Search code examples
pythondatabricksaws-databricksdbutils

Databricks parallelize file system operations


This question applies broadly but the specific use case is concatenating all fragmented files from a number of directories.

The crux of the question is optimizing/inspecting parallelism with with how Databricks performs file system operations.

Notes:

  • Cluster has 128 cores for the driver. 1 worker with 8. Rationale that file system operations don't run on executors so that can be throttled.

  • All files in an external s3 bucket, not dbfs.

    fragmented_files/
        entity_1/
            fragment_1.csv
            ...
            fragment_n.csv
        ...
        entity_n/
            fragment_1.csv
            ...
            fragment_n.csv

    merged_files/
        entity_1/
            merged.csv
        ...
        entity_n/
            merged.csv

I have working code, the gist of which is

def concat_files(fragged_dir, new):
    with open(new) as nout:
        for orig_frag_file in fragged_dir:
            with open(orig_frag_file) as o_file:
                nout.write(o_file)

with concurrent.futures.ThreadPoolExecutor() as executor:
  results = executor.map(concat_files, all_directories_with_fragmented_files)

Questions:

  • For file system operations, or anything that does not give a SparkUI display, how can I verify that I'm actually using all the driver cores? Rather than just queueing everything up to run on 1.

  • How would ThreadPoolExecutor vs. ProcessPoolExecutor vary here?

  • Is there an advantage to using the dbutils api vs. regular python?


Solution

  • By using ThreadPoolExecutor, the threads, will run in the same process and share the same memory space. In some cases, due to the Global Interpreter Lock (GIL) in CPython, this might not result in as much parallelism as using separate processes with ProcessPoolExecutor, especially for CPU-bound tasks.

    Fibonacci calculation (ThreadPoolExecutor & ProcessPoolExecutor)

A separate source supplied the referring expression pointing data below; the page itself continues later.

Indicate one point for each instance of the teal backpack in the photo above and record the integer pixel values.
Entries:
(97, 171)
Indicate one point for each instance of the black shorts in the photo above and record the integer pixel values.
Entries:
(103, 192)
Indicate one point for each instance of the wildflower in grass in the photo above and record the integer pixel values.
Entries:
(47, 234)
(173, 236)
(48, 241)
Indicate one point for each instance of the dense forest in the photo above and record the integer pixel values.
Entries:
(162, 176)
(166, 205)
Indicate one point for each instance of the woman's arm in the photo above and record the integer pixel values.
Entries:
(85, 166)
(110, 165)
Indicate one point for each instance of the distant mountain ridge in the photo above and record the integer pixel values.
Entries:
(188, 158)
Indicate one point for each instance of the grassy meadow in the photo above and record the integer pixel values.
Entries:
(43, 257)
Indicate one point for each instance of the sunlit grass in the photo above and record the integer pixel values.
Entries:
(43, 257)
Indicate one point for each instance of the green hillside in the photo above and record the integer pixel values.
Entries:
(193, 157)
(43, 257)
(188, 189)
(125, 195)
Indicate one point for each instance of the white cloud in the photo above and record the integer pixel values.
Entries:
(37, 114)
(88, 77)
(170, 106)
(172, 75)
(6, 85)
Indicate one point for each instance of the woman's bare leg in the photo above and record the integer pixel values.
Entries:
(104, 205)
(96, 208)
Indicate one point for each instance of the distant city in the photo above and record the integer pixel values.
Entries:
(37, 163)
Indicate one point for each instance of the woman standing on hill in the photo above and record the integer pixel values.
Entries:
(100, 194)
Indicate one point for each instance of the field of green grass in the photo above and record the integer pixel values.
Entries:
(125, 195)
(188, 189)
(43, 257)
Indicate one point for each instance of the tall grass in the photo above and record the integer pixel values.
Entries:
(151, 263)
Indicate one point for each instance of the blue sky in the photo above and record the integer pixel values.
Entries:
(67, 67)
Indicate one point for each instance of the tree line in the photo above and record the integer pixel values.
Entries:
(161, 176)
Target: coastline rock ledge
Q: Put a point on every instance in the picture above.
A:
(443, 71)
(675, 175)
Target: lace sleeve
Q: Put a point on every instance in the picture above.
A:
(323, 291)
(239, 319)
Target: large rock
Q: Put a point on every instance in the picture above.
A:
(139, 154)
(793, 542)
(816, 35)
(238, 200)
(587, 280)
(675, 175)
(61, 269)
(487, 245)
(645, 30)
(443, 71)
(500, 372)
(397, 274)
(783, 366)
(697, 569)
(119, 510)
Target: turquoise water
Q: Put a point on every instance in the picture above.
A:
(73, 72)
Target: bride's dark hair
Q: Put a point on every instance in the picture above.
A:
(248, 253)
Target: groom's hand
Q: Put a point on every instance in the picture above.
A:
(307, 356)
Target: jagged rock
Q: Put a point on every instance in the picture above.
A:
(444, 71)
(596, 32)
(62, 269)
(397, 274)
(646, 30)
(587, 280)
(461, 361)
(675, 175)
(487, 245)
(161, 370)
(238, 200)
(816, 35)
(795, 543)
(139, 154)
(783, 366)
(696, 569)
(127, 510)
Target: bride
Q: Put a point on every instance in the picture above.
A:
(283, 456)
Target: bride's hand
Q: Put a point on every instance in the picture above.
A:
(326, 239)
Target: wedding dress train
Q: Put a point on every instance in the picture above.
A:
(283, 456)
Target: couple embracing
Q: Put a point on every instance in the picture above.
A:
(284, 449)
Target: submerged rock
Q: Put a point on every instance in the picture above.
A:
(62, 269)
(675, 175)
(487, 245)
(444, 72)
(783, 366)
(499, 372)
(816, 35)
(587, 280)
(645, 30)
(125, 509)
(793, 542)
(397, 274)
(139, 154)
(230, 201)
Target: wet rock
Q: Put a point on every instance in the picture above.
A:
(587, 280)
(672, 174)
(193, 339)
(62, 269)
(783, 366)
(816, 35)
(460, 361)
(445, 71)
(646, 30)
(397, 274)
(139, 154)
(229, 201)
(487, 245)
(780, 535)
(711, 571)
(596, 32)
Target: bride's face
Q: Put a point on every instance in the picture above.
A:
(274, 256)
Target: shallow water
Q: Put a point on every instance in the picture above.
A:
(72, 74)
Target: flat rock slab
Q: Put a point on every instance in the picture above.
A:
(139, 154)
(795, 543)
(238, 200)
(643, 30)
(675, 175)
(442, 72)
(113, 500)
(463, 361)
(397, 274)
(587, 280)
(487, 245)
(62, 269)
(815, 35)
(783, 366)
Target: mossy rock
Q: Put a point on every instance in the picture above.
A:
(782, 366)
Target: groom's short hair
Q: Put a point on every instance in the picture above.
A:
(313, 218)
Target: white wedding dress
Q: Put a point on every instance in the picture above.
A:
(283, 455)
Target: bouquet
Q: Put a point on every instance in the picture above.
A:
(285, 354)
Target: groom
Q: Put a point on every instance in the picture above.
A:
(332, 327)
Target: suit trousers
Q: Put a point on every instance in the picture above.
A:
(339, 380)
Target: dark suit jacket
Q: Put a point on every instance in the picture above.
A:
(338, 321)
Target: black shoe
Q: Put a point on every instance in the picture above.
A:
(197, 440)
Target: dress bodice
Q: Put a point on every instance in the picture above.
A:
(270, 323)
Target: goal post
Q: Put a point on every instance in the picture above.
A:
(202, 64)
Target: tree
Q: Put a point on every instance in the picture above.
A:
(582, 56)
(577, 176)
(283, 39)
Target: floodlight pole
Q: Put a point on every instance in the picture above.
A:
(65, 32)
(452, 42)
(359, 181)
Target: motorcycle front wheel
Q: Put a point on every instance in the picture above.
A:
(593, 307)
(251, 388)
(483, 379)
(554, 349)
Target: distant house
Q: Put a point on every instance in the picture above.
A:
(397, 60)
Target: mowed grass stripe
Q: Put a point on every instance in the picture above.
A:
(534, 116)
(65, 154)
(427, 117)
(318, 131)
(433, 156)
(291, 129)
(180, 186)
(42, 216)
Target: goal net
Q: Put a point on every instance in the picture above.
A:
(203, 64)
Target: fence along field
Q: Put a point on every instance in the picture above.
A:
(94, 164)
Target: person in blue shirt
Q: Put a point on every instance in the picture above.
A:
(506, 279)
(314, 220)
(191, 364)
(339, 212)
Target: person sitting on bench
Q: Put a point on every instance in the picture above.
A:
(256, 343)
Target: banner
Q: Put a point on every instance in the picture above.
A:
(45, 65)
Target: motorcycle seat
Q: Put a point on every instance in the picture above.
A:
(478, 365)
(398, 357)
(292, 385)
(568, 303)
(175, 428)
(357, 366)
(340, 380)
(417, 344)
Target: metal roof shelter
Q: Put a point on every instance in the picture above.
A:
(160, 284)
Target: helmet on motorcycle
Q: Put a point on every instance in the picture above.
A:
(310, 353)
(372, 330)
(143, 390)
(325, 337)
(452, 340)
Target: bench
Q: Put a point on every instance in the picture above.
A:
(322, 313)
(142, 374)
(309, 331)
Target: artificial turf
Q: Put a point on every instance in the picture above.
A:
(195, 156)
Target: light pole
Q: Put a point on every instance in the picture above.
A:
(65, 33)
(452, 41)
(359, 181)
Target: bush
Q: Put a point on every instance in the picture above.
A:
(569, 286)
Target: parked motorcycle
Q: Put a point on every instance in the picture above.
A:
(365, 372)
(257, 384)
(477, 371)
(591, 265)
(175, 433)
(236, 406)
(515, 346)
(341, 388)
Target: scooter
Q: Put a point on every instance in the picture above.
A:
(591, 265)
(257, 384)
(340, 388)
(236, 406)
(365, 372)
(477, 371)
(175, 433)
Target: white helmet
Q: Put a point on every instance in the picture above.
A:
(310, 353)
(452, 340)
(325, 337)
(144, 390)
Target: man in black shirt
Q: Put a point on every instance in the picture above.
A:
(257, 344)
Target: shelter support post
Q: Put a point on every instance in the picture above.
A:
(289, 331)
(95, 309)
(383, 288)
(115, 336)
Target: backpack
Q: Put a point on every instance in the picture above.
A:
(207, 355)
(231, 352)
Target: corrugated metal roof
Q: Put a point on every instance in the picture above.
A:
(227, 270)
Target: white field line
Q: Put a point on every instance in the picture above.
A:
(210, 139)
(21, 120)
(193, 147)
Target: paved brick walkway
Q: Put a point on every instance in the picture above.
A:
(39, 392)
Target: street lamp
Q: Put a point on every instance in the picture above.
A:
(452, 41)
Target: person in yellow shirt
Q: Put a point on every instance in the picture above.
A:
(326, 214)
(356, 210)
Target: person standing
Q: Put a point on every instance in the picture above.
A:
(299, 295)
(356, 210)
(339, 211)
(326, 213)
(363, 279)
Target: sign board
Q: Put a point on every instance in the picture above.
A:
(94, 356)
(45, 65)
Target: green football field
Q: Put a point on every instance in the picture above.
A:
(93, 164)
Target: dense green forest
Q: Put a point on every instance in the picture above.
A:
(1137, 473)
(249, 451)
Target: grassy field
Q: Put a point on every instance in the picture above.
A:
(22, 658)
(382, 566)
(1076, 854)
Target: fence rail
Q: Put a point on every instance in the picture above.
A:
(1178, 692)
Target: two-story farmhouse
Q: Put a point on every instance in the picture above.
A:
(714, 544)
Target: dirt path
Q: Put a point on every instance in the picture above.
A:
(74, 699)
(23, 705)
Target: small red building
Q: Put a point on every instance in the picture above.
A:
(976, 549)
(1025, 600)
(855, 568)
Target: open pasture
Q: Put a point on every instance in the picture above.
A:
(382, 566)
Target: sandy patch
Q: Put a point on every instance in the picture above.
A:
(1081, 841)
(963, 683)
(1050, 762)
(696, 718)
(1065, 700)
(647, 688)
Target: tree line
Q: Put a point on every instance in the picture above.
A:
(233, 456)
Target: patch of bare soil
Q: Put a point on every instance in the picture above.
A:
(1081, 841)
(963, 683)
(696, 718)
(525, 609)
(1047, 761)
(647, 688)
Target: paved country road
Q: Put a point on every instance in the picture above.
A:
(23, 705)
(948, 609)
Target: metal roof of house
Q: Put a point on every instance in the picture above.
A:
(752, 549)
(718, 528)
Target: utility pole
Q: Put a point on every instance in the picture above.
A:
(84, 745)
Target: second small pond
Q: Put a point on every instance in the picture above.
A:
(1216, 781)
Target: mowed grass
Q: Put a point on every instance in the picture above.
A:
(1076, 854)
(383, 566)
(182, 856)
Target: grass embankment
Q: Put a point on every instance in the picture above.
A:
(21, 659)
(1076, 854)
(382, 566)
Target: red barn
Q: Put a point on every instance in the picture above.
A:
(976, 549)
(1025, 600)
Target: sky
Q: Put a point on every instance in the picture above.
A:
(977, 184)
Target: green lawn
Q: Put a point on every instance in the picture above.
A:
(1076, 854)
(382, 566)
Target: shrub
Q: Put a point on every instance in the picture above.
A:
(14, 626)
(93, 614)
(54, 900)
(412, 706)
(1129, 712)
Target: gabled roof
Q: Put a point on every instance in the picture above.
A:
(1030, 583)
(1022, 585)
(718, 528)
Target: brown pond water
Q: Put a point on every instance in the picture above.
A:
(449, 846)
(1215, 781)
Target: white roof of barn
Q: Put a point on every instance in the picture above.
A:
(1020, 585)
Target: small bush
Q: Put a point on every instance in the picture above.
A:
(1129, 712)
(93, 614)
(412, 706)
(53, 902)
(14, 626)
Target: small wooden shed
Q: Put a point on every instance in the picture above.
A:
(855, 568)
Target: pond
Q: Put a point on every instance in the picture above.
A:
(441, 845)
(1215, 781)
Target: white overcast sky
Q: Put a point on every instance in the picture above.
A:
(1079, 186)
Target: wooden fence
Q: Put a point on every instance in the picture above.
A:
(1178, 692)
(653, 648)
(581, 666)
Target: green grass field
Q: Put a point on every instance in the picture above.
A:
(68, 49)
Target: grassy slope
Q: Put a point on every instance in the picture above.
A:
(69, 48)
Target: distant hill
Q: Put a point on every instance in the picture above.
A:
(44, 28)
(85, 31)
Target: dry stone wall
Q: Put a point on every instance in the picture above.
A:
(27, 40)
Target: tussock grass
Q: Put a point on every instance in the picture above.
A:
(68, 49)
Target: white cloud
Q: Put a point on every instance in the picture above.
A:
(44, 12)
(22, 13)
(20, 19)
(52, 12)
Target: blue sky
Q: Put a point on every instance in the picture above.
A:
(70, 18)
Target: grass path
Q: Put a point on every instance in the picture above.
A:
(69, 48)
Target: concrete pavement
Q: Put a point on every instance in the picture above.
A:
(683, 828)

    import concurrent.futures
    import numpy as np
    import timeit
    
    # Define a Fibonacci calculation function
    def fib(n):
        return n if n <= 1 else fib(n - 1) + fib(n - 2)
    
    if __name__ == "__main__":
        n_values = np.arange(30, 41)  # Calculate Fibonacci numbers for a range of values
    
        # Using ProcessPoolExecutor
        setup_code = '''
    from __main__ import fib
    from concurrent.futures import ProcessPoolExecutor
    import numpy as np
    n_values = np.arange(30, 41)
        '''
    
        execution_code = '''
    with ProcessPoolExecutor() as executor:
        results = list(executor.map(fib, n_values))
        '''
    
        time_taken = timeit.timeit(execution_code, setup=setup_code, number=1)
        print(f"ProcessPoolExecutor took {time_taken} seconds")
    
    # ProcessPoolExecutor took 28.703153874994314 seconds
    
    import concurrent.futures
    import numpy as np
    import timeit
    
    # Define a Fibonacci calculation function
    def fib(n):
        return n if n <= 1 else fib(n - 1) + fib(n - 2)
    
    if __name__ == "__main__":
        n_values = np.arange(30, 41)  # Calculate Fibonacci numbers for a range of values
    
        # Using ThreadPoolExecutor
        setup_code = '''
    from __main__ import fib
    from concurrent.futures import ThreadPoolExecutor
    import numpy as np
    n_values = np.arange(30, 41)
        '''
    
        execution_code = '''
    with ThreadPoolExecutor() as executor:
        results = list(executor.map(fib, n_values))
        '''
    
        time_taken = timeit.timeit(execution_code, setup=setup_code, number=1)
        print(f"ThreadPoolExecutor took {time_taken} seconds")
    
    # ThreadPoolExecutor took 65.74527391699667 seconds
    

    In your specific case of concatenating fragmented files from external S3 storage, the Databricks dbutils API doesn't offer significant advantages. Since you're dealing with file system operations on external storage (depends the type of drive format you are using, but in this case, it's s3 buckets), regular Python provides portability and flexibility and can be used both within and outside the Databricks environment. It's well-suited for your task, and you can achieve parallelism using ThreadPoolExecutor (ProcessToolExecutor is recommended for efficiency) as you've demonstrated.